WASHINGTON — Sen. Charles E. Schumer, who made his early career as a New York City congressman by fighting for gun control, has finally fired a gun himself — on his first hunting trip.
"I got three pheasants," Mr. Schumer, D-N.Y., told New York reporters in a conference call Wednesday, recounting a weekend outing in Nebraska with Sen. Ben Nelson, D-Neb., as he touted a bill he introduced Wednesday to encourage hunters to donate animals to charity.
Mr. Schumer's hunting trip and legislation are part of his transformation to a gun stance more in keeping with his statewide constituency. He bragged Wednesday that Field and Stream magazine named him its person of the year for pushing legislation making more privately owned land available for hunting.
The senator's latest effort would allow hunters and meat processing plants to claim a tax deduction for the value of deer donated to food programs. It also would apply to other hunted animals such as turkey, Mr. Schumer said.
"The hunting, fishing and outdoor sporting industry is a bright spot in a dark economic time - and one that must be protected and allowed to grow," Mr. Schumer said in a press release. "This legislation will provide hunters with an economic boost, combat overpopulation of deer and help the hungry all at the same time."

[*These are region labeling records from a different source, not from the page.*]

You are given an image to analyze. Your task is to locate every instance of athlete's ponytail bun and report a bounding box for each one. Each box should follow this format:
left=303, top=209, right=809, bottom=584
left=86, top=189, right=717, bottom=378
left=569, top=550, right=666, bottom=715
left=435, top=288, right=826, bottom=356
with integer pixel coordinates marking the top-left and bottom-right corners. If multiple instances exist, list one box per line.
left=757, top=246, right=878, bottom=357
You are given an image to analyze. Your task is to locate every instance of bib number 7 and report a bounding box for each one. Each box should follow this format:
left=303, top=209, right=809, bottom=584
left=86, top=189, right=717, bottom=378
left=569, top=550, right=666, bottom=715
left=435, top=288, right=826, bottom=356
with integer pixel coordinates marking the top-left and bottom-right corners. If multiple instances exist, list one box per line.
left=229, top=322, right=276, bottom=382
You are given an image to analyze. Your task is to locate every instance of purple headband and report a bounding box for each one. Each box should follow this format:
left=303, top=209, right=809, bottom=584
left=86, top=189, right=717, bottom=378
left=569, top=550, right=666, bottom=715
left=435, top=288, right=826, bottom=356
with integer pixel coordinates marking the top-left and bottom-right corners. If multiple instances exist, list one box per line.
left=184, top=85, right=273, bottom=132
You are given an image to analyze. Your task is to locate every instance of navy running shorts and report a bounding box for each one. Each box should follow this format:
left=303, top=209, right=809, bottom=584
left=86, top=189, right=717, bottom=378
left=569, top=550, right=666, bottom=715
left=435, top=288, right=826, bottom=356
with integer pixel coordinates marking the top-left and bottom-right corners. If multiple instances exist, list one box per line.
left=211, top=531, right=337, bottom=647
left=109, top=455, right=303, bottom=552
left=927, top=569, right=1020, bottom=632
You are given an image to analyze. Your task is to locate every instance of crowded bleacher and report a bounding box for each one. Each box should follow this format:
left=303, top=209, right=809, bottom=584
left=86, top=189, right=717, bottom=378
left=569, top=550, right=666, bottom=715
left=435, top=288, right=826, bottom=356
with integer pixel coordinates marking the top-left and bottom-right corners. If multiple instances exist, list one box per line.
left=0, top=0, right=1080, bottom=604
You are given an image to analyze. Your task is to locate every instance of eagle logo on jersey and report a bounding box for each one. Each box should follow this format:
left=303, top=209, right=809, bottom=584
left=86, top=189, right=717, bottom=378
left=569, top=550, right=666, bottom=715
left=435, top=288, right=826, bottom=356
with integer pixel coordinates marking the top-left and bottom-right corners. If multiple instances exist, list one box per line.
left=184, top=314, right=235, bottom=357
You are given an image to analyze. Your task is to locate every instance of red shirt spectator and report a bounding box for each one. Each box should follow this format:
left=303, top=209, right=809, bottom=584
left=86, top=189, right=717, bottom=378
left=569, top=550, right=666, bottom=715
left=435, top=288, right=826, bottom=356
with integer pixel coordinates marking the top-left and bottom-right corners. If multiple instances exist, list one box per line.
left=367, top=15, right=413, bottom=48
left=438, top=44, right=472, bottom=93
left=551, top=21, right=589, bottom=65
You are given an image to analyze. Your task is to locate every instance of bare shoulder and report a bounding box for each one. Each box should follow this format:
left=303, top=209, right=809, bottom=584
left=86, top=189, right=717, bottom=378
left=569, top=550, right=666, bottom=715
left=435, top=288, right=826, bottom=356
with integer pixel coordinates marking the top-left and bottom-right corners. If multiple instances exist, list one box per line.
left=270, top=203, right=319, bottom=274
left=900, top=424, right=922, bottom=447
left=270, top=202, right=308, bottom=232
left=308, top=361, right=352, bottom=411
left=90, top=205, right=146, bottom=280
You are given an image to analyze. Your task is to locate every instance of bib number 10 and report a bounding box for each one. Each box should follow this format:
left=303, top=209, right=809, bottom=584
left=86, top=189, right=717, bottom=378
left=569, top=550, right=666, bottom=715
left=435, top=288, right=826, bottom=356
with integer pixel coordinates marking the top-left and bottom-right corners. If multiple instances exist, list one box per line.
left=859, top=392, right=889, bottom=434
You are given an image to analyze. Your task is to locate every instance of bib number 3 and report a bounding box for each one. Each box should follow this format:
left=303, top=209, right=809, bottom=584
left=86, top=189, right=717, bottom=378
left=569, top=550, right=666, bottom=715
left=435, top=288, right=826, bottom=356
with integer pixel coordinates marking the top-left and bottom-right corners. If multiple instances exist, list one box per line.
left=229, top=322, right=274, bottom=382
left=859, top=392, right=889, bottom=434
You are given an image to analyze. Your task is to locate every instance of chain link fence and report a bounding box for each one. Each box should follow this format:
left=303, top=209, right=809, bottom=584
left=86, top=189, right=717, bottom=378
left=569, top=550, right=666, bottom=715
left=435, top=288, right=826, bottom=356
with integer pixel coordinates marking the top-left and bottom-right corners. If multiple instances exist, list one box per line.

Hunters would continue to pay a plant to process the animal but could claim that amount as a tax deduction.
Plants also could claim a tax deduction by donating the meat to a nonprofit organization such as the Venison Donation Coalition. For instance, under current law the Venison Donation Coalition would pay $65 in processing fees to the plant, which in turn would pay $10 in taxes to the government. Mr. Schumer's legislation removes the tax requirement, so the Venison Donation Coalition could pay $55 — saving $10 — while the processor makes the same amount as before.
Mr. Schumer said he will try to attach his measure to a tax-related bill in the Senate. There is no companion legislation in the House, a spokesman for Mr. Schumer said.
Hunters took 28,400 deer in Northern New York last year, Mr. Schumer's office reported. One deer contains about 160 servings of venison, he said.